Around four babies in every 100,000 births born in the U.S. are born with Usher Syndrome. Usher Syndrome is an inherited disease that commonly affects both hearing and vision. Many people who are diagnosed as medically blind and or deaf have this disease. It is most common for people to go blind or become severely visually impaired, as almost 75,000 do each year. Also, in case you were not aware, people who are deaf are typically also seen as mute. Many deaf people actually have healthy functioning vocal chords, but they still usually mainly communicate in sign language because their tonal inflection and verbal emphasis is off due to their inability to understand the sounds of the alphabet. So. Why all the random facts about people who have lost their sight, hearing, or ability to speak?

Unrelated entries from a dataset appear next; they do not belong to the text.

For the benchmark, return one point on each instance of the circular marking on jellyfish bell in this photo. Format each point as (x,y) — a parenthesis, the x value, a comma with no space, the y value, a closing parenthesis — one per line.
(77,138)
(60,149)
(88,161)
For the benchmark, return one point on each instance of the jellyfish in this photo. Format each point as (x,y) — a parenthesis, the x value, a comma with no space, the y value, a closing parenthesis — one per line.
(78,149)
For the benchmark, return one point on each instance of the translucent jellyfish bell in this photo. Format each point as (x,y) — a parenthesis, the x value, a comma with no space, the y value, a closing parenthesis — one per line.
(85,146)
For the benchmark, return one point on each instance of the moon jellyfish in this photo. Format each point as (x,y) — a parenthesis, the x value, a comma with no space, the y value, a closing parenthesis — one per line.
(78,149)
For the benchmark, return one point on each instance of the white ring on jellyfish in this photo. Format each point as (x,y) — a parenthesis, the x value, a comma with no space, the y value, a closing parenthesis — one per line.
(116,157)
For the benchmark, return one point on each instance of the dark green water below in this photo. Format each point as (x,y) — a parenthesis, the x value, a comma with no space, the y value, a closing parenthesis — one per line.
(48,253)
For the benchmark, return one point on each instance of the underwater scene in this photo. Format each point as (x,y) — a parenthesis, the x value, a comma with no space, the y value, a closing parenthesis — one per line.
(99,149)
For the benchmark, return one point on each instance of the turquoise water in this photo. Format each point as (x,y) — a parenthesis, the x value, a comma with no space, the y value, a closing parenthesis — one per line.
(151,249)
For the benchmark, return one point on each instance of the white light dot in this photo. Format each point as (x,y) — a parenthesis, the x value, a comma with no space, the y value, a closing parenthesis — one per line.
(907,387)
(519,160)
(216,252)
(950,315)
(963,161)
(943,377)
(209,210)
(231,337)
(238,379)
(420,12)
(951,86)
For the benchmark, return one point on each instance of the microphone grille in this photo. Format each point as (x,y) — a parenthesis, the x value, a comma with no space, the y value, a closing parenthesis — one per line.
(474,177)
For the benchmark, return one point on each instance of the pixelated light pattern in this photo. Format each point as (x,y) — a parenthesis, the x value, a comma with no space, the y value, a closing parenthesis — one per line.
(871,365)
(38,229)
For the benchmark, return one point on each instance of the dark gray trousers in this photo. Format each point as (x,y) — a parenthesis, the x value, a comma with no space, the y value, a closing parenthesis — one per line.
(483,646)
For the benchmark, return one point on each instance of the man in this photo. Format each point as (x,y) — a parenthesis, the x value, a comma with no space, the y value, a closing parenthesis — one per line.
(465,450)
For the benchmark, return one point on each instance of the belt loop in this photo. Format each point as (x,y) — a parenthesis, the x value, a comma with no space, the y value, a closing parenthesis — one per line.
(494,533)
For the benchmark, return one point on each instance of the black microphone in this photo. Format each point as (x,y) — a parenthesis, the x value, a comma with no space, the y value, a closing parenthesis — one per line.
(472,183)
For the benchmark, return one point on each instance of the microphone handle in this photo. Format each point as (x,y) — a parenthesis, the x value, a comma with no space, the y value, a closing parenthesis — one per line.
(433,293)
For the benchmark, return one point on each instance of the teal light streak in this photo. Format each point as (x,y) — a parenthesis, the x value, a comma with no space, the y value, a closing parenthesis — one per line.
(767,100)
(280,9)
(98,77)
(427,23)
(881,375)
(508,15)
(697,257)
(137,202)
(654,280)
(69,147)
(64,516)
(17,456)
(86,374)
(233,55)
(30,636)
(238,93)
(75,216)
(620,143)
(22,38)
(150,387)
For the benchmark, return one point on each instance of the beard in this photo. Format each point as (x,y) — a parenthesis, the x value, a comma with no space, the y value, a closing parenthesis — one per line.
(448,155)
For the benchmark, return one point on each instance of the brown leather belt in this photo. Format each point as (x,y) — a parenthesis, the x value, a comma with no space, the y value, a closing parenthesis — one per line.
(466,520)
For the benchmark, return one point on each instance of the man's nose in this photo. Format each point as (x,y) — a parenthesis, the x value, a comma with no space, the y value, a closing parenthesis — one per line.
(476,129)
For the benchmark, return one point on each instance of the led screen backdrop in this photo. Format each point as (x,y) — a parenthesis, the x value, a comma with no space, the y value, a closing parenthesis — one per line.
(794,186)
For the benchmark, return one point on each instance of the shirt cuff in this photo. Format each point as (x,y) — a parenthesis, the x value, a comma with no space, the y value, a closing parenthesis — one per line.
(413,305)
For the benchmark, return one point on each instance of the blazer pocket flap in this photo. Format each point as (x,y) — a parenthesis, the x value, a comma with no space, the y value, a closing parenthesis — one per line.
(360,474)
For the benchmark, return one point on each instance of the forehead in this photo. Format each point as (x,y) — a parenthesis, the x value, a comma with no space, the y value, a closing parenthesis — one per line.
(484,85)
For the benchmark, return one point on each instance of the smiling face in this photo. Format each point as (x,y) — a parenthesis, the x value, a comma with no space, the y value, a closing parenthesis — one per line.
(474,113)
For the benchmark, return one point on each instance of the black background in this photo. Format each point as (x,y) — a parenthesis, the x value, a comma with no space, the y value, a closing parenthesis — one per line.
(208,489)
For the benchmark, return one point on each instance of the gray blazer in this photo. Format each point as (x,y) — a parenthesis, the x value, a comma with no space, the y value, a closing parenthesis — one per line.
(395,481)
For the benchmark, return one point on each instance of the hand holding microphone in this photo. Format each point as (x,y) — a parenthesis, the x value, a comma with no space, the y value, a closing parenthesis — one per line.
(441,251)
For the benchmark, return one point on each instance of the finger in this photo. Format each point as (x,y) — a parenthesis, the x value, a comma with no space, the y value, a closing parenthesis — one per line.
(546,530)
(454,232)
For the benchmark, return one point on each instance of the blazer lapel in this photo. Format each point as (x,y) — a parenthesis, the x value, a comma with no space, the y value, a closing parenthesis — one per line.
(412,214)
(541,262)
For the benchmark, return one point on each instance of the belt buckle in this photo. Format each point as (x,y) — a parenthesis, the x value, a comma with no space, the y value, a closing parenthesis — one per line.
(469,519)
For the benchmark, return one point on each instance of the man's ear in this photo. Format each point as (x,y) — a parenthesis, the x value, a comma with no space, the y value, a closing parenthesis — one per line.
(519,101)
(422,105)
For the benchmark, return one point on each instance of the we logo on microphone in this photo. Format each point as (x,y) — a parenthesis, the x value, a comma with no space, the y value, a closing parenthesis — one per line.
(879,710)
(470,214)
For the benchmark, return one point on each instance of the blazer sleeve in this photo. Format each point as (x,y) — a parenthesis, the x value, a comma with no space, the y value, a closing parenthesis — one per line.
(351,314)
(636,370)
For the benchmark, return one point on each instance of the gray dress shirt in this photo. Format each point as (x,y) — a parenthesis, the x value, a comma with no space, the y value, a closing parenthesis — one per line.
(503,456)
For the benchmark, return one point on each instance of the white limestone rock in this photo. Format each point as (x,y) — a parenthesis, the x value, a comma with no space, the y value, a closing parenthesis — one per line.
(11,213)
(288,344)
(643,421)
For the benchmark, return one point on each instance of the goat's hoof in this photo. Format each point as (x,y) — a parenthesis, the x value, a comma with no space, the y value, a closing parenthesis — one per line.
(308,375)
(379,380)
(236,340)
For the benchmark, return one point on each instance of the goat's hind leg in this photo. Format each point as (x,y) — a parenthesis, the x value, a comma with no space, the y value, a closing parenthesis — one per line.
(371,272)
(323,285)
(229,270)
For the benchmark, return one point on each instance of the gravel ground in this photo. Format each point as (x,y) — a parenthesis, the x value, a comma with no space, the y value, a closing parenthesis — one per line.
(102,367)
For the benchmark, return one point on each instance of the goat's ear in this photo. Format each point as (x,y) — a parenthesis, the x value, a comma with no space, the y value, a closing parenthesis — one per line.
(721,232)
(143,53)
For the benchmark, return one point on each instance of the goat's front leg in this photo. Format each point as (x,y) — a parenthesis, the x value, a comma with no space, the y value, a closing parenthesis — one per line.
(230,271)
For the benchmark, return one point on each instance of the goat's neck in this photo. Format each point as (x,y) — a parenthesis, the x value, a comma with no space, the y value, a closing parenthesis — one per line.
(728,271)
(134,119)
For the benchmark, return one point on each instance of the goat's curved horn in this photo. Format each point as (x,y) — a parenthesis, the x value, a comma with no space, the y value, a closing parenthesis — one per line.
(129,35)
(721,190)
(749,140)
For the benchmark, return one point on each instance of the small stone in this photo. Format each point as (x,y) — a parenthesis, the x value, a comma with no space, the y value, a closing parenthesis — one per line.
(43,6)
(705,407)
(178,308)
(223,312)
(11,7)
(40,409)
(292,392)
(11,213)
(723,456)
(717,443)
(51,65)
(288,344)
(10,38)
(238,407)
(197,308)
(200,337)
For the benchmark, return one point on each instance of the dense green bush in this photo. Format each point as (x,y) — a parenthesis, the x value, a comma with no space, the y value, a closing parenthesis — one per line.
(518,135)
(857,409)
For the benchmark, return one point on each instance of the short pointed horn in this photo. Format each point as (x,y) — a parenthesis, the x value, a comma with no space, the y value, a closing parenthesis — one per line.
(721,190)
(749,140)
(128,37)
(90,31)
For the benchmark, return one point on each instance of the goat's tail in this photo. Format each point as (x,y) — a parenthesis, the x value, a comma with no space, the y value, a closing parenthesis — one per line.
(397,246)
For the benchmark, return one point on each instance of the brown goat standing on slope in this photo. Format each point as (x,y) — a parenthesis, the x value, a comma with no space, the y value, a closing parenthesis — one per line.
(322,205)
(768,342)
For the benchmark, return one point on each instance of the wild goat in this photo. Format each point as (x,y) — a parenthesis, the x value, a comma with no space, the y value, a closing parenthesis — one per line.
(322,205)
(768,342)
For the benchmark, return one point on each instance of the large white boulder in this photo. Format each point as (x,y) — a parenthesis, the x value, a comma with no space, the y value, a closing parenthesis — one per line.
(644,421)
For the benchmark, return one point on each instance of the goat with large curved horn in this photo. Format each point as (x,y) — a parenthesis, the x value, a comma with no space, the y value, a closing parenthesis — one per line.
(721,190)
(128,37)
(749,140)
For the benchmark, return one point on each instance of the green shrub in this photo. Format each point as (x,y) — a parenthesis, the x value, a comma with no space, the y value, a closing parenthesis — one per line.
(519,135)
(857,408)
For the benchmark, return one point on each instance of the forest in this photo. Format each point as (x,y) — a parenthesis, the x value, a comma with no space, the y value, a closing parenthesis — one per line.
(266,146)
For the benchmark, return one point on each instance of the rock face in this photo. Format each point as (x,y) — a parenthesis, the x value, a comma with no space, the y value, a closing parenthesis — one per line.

Did you have anyone in your classes growing up who was deaf, blind, or mute? Have you ever seen anyone who fits this description in your community? How about here at Lawrence?

Granted there are special accommodations needed for people who fit into these categories, like an aid who can translate what the professor is saying into sign language, as well as better labeling at walkways and maybe even books offered in braille. But people who are missing one of their five senses are still fully able to and have a right to pursue higher education. There are students all over the country as well as the globe who are attending college with various medical handicaps and still doing fine, if not exceeding to prove their worth despite the doubts of others. So where are these students represented at Lawrence? Although in the past people who suffer with severe hearing loss have been labeled as ‘deaf and dumb’, this in no way means they have any intellectual damage or lesser capacity to learn and fully function in society than any other student. This means there are students who fit these descriptions who are able to get into a school like Lawrence. So why don’t I see them? It is not as hard as you may think to attend college with these extra challenges. On metafilter.com, Eric B. commented, “A good friend of mine during graduate school was blind. When he arrived he was given a tour by a campus representative. We, his friends, also walked various routes with him to help him get acclimated—on campus, in town, etc. He navigated by cane and not a service dog. Within days he was on his own. He explained that he counted his steps, had “mapped” various soundscapes in his mind, could tell his position by echoes, non-echoes and came to know street crossings, stairwells, etc. intuitively.” We have students on campus right now from all over the globe and from all sorts of backgrounds, social classes, ethnicities and lifestyles. Lawrence prides itself, as does its students, on our diverse community. And yet here is an area in which our school is lacking.

In past centuries the medical advancements of today weren’t even fathomable, and due to the rough lifestyles of many average citizens of the time, anyone born with physical and or mental handicaps was usually tucked away from the eyes of society and had little to no impact (or say) on the historical events of that time. Is our society still one in which people born with handicaps are kept hidden away? Do people struggling with the challenges of being blind, deaf, and/or mute feel like they cannot even dream of attending a college like Lawrence?